My mother must have heard my aunts’ stories already. My wife shows some interest, and every now and then, whether out of politeness or out of genuine concern, she gets in a question of clarification like, “Are you talking about the brother of so-and-so?” My wife knows the people around here much better than I do, and her reactions give the impression that she’s not surprised at the shocking stories that come up in the conversation and takes them in stride. I’m the only one who sits there and can’t believe things like that are happening around me.
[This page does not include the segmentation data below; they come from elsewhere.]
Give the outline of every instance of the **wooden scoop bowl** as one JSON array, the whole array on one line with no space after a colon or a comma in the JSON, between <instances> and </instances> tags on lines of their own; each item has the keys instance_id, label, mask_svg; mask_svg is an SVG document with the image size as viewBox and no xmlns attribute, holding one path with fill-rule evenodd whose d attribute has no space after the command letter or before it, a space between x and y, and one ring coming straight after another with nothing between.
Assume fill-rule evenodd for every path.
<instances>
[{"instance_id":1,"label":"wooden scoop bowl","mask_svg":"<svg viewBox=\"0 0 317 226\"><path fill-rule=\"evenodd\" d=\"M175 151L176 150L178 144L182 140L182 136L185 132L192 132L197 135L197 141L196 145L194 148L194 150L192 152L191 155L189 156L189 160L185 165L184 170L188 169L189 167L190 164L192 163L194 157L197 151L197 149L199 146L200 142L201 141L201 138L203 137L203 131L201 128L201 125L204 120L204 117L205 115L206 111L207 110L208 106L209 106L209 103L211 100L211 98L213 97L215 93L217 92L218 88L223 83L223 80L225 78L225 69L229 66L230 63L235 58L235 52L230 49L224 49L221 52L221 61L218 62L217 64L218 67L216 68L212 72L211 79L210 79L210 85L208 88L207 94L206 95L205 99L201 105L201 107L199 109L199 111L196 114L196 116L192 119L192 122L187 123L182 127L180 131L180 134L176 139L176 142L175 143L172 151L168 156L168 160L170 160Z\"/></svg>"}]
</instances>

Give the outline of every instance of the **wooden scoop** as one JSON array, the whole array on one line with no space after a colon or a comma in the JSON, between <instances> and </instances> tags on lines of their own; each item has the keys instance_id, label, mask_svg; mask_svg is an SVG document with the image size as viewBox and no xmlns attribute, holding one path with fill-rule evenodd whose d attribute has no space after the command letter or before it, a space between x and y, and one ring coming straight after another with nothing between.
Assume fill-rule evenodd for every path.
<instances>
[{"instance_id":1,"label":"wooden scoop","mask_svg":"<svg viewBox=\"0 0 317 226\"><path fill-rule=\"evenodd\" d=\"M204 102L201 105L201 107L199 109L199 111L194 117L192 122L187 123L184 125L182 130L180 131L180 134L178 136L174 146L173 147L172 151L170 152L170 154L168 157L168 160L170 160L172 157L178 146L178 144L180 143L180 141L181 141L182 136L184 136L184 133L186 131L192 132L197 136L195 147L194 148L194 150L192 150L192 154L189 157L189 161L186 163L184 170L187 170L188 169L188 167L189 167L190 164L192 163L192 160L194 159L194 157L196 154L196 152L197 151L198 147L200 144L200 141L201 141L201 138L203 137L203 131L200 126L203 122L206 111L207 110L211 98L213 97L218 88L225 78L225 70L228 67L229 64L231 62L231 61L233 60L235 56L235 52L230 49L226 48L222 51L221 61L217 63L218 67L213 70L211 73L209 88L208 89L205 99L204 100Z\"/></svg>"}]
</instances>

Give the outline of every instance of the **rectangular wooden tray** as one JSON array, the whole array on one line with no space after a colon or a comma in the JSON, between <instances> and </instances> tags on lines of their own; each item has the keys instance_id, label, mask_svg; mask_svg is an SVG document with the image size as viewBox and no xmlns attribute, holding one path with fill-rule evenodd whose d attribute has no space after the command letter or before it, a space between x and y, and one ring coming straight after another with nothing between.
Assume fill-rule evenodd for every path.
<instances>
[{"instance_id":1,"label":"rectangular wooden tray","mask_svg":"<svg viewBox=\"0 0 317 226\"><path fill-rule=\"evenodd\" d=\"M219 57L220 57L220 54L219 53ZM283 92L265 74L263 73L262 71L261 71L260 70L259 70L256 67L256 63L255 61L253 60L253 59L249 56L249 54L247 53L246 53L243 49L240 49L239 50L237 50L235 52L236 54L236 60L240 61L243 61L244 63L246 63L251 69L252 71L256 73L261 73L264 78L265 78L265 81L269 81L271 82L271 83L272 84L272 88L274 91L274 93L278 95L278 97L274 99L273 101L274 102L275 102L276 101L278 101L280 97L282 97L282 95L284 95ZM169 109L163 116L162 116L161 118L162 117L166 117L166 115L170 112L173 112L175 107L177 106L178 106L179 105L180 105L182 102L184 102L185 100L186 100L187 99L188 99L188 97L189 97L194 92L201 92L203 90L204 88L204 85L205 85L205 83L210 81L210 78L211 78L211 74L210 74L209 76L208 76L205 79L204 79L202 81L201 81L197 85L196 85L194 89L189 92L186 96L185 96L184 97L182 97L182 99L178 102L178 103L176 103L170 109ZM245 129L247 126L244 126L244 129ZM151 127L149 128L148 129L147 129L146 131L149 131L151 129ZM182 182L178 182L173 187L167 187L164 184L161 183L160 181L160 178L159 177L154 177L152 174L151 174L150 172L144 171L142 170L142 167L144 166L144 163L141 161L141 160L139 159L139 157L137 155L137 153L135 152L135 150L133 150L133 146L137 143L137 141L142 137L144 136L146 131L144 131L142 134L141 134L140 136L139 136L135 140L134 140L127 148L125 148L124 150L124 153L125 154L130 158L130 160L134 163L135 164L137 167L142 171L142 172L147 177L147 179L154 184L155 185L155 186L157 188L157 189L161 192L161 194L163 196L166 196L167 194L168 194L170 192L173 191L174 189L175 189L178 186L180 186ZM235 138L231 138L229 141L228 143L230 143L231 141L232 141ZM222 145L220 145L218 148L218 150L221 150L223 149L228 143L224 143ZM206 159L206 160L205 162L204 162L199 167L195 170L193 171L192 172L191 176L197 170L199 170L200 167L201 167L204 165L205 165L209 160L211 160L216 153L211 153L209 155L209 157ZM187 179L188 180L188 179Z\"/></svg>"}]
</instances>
My aunts go on to describe how children are being kidnapped for ransom on their way home from school, how people get shot, even when they’re just sitting in a café. How a week ago a guy drove up on a motorbike and walked in with his helmet still on and a pistol in his hand, and shot someone. “And what would have happened if my brother had been sitting there that minute?” my younger aunt asks my mother. They talk about little children who’ve been raped, businesses that have been burgled and youngsters who’ve been arrested.

My aunts stay for a long time, and finally say, “Y’Allah,” and get up to leave. My wife urges them to have some tea. First they say they can’t but she skillfully insists and makes them promise not to leave before tea is served. They stay seated on the sofa and I can tell by the look in their eyes that they’re satisfied with my wife’s behavior.

By the time the tea arrives, I have heard more stories — about usurious moneylenders using thugs who don’t think twice about shooting anyone who’s behind on his payments, about a whole army of criminals who exact protection payments from businesses and rape the wife of anyone who turns them down, or force them out of their vehicle in the middle of the village and confiscate it in broad daylight like the tax authorities, and about one poor guy, owner of a grocery store, who balked and dared to cross them. His store was sprayed with submachinegun fire and now he pays them like everyone else does.

When they leave, they kiss my wife and again wish her well in the new house, and say how they hope Allah will sow blessings in her home and in her womb. My wife clears away the refreshments tray. I turn the TV on again and watch an Arab news channel. Before my wife goes back up to the bedroom I ask her whether those stories are true. She sniggers and says that it’s all they talk about in the teachers’ room all day. “What would you know? Just coming back here to sleep. You don’t work here like me. I’m the one who got screwed by moving back here. What do you know about things anyway? You still think the teachers hit the pupils, don’t you? Don’t you understand it’s the other way around now, that the teachers are scared, even in elementary school? That teachers have been stabbed? You’ve brought me back to a place where you ask kids at school what they want to be when they grow up and without batting an eye, half the class say they want to be gang members.”